Hi,

I'm still trying to get a feeling for the dpanel gmm estimators.
When estimating this xtabond2 statement from Roodman (2006/2008) for abdata.gdt
"xtabond2 n L.n L(0/1).(w k) yr*, gmmstyle(L.(n w k)) ivstyle(yr*, equation(level)) robust small"
    by
<hansl>
open abdata.gdt
dpanel 1; n const w w(-1) k k(-1) ; \
  GMM(n,2,8) GMM(w,2,8) GMM(k,2,8) \
  GMMlevel(w,1,1) GMMlevel(k,1,1) --time --sys
<hansl>

I came across a question concerning the Sargan/Hansen test of overid. restrictions.
In the gretl-guide on p.152 it is stated that "Specifically, xtabond2 computes both a “Sargan
test” and a “Hansen test” for overidentification, but what it calls the Hansen test is what DPD and
gretl call the Sargan test."

The Hansen test in this example does not reject the validity of the instruments while the Sargan does.

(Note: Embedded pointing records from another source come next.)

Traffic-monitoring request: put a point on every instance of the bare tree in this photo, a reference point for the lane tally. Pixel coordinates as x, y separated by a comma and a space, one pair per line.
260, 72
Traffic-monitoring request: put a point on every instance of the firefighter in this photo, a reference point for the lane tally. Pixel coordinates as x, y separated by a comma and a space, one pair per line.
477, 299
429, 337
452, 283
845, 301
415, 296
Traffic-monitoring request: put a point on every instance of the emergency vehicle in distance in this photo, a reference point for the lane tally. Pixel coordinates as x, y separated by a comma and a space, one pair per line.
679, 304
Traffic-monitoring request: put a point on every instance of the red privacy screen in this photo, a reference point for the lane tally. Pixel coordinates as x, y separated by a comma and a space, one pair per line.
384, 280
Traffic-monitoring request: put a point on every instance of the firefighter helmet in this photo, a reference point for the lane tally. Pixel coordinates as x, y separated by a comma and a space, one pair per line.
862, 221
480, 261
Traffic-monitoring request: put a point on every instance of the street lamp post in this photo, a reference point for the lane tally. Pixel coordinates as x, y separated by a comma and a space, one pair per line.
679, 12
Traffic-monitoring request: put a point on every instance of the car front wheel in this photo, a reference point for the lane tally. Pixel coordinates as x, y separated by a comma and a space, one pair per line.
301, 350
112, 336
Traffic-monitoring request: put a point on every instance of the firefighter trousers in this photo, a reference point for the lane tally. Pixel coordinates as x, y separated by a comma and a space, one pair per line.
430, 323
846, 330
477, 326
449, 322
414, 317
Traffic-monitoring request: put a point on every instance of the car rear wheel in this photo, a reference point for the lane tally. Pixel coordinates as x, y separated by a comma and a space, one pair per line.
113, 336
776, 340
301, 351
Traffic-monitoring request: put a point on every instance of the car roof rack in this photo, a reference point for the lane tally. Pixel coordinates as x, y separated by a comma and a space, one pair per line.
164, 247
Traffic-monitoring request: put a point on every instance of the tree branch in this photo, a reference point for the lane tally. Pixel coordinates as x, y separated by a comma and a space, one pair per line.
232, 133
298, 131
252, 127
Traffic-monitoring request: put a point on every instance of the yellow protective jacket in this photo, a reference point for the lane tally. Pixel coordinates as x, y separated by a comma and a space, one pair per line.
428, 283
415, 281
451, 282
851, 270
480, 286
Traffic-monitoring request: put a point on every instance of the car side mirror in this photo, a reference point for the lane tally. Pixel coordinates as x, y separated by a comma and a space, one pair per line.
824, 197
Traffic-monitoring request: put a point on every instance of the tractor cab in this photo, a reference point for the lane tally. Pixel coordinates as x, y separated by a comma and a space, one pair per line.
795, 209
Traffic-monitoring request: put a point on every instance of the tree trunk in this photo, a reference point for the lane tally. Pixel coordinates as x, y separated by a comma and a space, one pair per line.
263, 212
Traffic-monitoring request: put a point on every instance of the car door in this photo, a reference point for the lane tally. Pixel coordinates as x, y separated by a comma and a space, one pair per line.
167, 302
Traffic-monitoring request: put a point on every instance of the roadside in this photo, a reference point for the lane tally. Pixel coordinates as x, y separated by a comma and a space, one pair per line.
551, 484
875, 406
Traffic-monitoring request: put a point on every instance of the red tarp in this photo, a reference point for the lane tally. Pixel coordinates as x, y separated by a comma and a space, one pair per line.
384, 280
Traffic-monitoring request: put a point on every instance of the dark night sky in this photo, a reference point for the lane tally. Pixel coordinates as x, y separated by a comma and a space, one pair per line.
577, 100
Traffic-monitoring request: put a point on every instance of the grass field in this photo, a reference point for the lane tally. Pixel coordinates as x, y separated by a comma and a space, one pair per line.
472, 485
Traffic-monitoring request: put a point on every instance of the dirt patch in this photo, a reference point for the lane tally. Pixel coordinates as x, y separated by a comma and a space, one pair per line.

"Sargan test of overid. restrictions: chi2(100) = 186.90 Prob > chi2 = 0.000
(Not robust, but not weakened by many instruments.)
Hansen test of overid. restrictions: chi2(100) = 110.70 Prob > chi2 = 0.218
(Robust, but can be weakened by many instruments.)"

In gretl output however the result of the Sargan test is and not the Hansen test :
"Sargan over-identification test: Chi-square(100) = 154.808 [0.0004]"

That's was quite a surprise for me.
Perhaps it's because the test statistic is not the same and it's really the Hansen test (cos I believe in what u documented :-)), but why then such drastic differences?

Cheers
Leon